As I think about this Christmas, my heart sinks in my chest as I think about our Maggie Grace who would have been 11 months this Christmas. I think about how much fun it would have been to have her here with us now, and just how much I miss our sweet girl! As I was online looking at shadow boxes (I want to put her things in one along with her urn, and pics for her) my heart sinks again and my eyes fill with tears as I think about putting all that is Maggie Grace into a box. What a strange concept to put this baby, who I worked so hard to grow in my belly for nine months into a box, I just don't know how I feel about that. Even though I am growing another baby in my belly now I can't help but miss her. She will always be my first born and she will always hold a special place in my heart, but as the time goes on and we have more children I don't want her to not be present. This is just something I am trying to figure out and understand how to deal with these, because this is something that I never thought I would have to deal with. As the days go on I'm trying to think of a way to celebrate her first Birthday, but to be honest I just don't know what would be fitting.

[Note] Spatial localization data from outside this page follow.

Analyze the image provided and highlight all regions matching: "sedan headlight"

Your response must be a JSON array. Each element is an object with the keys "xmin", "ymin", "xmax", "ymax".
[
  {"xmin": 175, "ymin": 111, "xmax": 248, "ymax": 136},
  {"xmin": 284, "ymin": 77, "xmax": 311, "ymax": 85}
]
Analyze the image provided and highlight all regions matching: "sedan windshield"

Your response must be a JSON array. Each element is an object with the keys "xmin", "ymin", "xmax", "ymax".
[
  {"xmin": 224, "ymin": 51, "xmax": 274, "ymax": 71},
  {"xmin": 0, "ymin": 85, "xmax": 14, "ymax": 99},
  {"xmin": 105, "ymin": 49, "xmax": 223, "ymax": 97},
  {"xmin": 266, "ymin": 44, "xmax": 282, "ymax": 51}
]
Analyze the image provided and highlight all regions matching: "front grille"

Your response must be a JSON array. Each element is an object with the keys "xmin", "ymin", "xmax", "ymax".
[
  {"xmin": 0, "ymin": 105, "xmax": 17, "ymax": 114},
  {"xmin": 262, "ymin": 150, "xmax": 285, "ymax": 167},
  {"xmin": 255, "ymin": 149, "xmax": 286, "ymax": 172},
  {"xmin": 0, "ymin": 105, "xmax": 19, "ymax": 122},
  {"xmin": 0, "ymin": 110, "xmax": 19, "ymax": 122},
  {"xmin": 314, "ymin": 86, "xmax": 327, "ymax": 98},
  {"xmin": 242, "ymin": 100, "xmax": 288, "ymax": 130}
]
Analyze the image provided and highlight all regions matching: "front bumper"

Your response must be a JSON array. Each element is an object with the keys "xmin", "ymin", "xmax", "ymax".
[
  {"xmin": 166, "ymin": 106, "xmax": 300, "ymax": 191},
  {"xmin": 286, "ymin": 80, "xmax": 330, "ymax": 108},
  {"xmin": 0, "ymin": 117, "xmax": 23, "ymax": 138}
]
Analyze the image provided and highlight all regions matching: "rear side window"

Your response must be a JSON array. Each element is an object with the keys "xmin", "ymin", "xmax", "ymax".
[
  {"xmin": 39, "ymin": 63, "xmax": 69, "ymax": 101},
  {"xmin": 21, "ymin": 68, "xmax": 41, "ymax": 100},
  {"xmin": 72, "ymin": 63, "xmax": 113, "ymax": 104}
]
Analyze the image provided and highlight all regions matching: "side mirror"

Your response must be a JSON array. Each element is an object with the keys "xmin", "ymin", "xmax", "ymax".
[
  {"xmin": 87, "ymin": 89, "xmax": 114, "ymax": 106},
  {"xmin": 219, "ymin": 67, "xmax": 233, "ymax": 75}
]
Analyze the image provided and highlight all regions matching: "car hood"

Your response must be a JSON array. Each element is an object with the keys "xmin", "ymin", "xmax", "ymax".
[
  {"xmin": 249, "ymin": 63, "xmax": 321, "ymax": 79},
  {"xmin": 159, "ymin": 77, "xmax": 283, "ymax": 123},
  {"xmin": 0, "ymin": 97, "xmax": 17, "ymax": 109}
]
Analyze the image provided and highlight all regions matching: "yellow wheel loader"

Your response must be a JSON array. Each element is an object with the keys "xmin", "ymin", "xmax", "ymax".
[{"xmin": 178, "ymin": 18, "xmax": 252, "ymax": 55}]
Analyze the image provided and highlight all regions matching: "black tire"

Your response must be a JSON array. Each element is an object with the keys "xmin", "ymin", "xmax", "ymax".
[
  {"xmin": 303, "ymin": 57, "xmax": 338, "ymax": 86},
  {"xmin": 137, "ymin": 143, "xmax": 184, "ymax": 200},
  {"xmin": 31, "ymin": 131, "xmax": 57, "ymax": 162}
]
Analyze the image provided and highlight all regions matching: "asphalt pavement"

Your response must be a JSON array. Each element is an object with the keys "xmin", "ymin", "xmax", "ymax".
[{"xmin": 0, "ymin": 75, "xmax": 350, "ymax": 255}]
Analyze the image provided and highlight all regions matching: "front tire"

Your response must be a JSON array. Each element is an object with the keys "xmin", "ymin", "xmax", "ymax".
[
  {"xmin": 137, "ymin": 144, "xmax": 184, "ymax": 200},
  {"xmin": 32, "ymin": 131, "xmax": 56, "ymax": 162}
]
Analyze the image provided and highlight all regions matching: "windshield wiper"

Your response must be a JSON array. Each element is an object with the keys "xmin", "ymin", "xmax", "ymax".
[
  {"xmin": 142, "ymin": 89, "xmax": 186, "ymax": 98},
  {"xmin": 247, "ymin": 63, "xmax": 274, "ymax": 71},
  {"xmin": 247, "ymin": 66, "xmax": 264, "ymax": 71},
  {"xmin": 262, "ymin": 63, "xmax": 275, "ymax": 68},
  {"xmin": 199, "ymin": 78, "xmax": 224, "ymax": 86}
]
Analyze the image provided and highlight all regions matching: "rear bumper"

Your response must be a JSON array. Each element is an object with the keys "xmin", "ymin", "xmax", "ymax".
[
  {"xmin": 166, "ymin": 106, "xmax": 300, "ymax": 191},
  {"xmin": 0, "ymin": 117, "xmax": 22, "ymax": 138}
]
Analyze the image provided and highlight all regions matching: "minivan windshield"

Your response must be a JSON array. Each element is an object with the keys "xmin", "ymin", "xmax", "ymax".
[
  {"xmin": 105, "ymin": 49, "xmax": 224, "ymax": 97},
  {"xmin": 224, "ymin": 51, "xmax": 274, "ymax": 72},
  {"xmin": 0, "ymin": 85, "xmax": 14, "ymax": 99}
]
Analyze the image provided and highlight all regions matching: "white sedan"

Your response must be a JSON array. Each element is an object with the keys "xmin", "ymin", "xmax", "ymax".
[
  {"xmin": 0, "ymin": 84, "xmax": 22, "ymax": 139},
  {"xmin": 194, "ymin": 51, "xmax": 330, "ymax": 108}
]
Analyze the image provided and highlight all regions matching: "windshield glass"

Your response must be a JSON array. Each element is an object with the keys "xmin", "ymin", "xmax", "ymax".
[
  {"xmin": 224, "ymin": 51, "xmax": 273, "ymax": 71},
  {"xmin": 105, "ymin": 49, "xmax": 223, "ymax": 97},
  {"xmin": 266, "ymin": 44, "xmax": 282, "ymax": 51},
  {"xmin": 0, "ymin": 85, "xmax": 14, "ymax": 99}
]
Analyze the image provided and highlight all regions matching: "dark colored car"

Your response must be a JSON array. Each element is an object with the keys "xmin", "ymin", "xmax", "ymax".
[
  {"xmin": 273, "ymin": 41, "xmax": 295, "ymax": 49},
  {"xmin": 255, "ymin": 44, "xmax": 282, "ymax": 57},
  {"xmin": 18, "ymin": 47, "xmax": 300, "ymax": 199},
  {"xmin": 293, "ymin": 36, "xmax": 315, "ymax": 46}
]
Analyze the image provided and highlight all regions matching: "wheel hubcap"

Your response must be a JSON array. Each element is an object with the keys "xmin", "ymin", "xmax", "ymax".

My Maggie Grace in on my heart tonight. 

My other little girl Zoey, is apparently afraid of me touching her since last night, I pet her back and she freaked out made an awful noise and ran away from me and she did the same thing tonight. I was hoping that she would be better today, but it doesn't seem like it, she didn't even take a nap with me today which is something she always does with me. Which is just making me really sad stupid hormones making me so sensitive, but I really don't like that my little girl seems to be scared of me.

So, today I have just been overwhelmed by emotions and I just want to feel better! Sorry for the complaints, but sometimes I just need to get things off my chest! I hope you are all having a great week so far, here in I.Falls we just seem to be collecting more snow! Here are just a couple pics from my week so far.

XOXO Bee


JC leading worship with the teens on Sunday!

Watched Home Alone on Sunday night, such a holiday classic! 

Our homemade Cinnamon Rolls! Delish! 

1 comment:

  1. I think you should make a cake, buy flowers, invite close friends, and celebrate the day that you first saw your little girl, and the day that she started her life in heaven. about Zoey, does anything else in her behavior suggest that her back hurts/is injured? I know that I have a hard time when my dog growls like she is annoyed that I'm touching her. I hope Zoey's better today.